You are also encouraged to include the interaction of these variables to
order two in your model. You should produce graphs and data that show
that your model satisfies the assumptions of linear regression.
The steps are as follows:
1. Define a linear regression model and assign it to a variable.
Remember to use the `log` function to transform the
dependent variable in the formula string, and also include more than
one independent variable in your analysis.
2. Call the `fit` method of the model instance and assign the
results of the method to a new variable.
3. Print a summary of the results and analyze your model.
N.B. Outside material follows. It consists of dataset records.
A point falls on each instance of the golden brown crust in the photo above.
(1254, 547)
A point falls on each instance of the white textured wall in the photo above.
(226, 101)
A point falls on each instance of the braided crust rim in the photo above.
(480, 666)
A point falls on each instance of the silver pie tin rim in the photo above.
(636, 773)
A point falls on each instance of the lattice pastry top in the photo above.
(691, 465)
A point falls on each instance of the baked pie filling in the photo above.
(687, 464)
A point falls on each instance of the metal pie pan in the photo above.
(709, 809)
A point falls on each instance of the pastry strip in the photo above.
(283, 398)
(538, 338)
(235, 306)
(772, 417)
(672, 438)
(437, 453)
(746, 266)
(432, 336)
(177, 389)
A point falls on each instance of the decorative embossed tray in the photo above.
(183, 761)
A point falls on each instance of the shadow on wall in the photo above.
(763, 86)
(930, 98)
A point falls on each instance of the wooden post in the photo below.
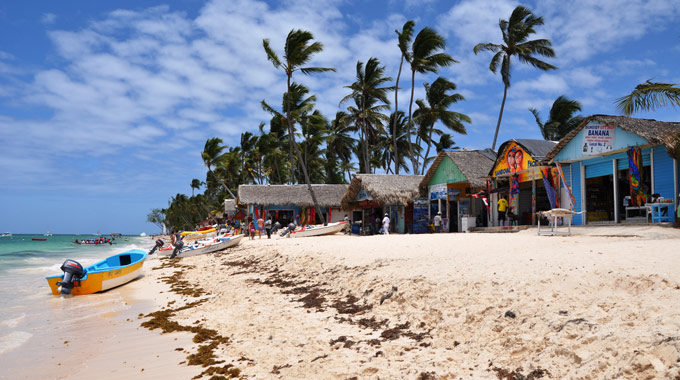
(533, 199)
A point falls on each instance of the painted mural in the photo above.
(515, 159)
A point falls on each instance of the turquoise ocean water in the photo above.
(29, 313)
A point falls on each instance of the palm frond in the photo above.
(649, 96)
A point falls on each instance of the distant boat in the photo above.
(331, 228)
(106, 274)
(204, 246)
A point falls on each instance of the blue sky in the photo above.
(105, 106)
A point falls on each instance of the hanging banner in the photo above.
(437, 191)
(598, 138)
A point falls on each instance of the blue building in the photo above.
(595, 161)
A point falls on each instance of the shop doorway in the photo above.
(453, 216)
(599, 200)
(283, 216)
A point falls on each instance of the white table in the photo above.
(552, 215)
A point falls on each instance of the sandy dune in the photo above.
(601, 304)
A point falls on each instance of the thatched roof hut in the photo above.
(474, 165)
(281, 195)
(656, 132)
(383, 188)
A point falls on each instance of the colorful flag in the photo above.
(572, 200)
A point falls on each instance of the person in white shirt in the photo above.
(437, 221)
(386, 225)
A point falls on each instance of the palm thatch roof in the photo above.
(474, 165)
(383, 188)
(656, 132)
(298, 195)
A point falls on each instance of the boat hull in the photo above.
(320, 231)
(224, 244)
(103, 275)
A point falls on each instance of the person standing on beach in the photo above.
(251, 229)
(268, 227)
(176, 241)
(386, 225)
(437, 221)
(502, 208)
(260, 227)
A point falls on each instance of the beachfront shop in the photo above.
(620, 169)
(521, 173)
(286, 203)
(370, 196)
(452, 186)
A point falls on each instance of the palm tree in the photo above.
(649, 96)
(398, 119)
(425, 57)
(404, 44)
(297, 52)
(195, 184)
(445, 142)
(516, 32)
(370, 99)
(561, 120)
(436, 109)
(212, 156)
(339, 147)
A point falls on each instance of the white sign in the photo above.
(598, 138)
(438, 191)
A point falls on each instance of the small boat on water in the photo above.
(331, 228)
(200, 247)
(113, 271)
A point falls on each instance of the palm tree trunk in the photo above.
(427, 152)
(367, 162)
(299, 155)
(222, 183)
(414, 160)
(394, 123)
(500, 116)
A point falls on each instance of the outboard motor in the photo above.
(73, 272)
(159, 245)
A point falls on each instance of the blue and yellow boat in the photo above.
(103, 275)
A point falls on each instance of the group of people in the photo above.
(263, 225)
(101, 240)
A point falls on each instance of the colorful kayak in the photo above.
(185, 233)
(103, 275)
(319, 230)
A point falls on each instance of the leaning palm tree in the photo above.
(404, 45)
(561, 120)
(516, 32)
(297, 52)
(426, 56)
(370, 98)
(212, 156)
(649, 96)
(437, 110)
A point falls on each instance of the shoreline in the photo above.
(599, 304)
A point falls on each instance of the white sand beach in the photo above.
(601, 304)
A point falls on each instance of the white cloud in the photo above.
(48, 18)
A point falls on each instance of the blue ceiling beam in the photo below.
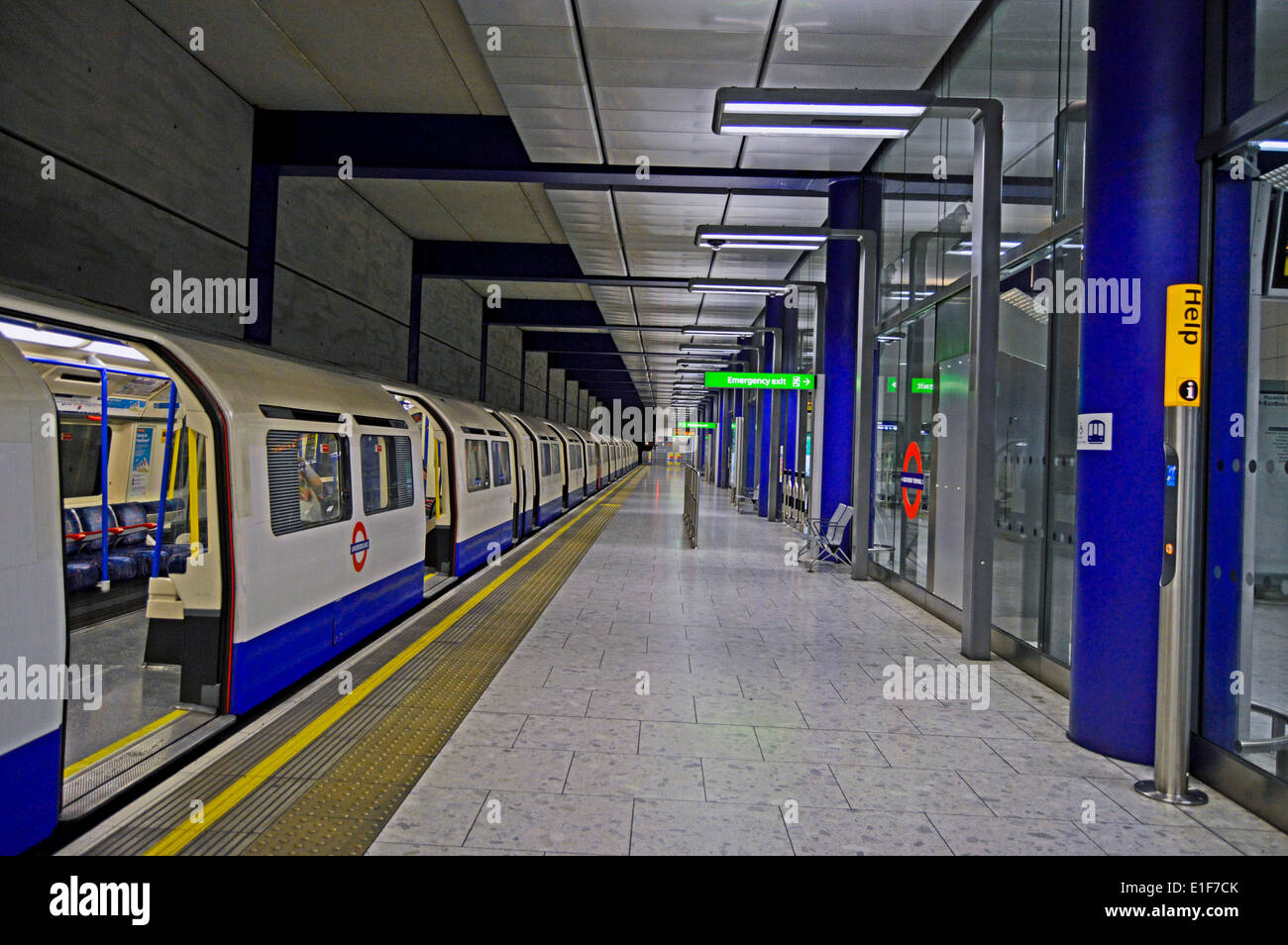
(471, 147)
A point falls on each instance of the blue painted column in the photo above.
(1141, 232)
(769, 464)
(751, 433)
(1228, 398)
(262, 249)
(849, 201)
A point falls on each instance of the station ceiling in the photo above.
(585, 81)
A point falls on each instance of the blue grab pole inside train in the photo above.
(102, 464)
(838, 348)
(165, 483)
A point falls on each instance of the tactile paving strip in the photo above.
(335, 795)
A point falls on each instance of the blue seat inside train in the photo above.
(129, 554)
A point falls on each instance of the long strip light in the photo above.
(832, 112)
(790, 239)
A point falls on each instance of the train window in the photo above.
(308, 479)
(385, 472)
(78, 454)
(476, 465)
(500, 463)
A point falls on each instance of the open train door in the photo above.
(34, 628)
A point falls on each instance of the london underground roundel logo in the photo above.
(912, 481)
(359, 546)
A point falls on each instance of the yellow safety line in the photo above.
(76, 768)
(236, 791)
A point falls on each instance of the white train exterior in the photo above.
(322, 505)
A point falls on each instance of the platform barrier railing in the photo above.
(795, 499)
(692, 480)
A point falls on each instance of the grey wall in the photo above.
(572, 400)
(557, 393)
(503, 360)
(153, 158)
(343, 284)
(451, 316)
(535, 382)
(153, 174)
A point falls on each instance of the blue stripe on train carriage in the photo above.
(30, 781)
(279, 657)
(473, 551)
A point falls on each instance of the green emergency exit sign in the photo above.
(759, 381)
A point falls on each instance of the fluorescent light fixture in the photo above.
(696, 348)
(112, 351)
(793, 239)
(838, 110)
(739, 286)
(706, 330)
(829, 112)
(37, 336)
(815, 130)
Your output should appear as shown:
![](./images/B15019_02_19.jpg)
Summary
=======
This lab introduced the topic of linear regression analysis using
Python. We learned that regression analysis, in general, is a supervised
machine learning or data science problem. We learned about the
fundamentals of linear regression analysis, including the ideas behind
the method of least squares. We also learned about how to use the pandas
Python module to load and prepare data for exploration and analysis.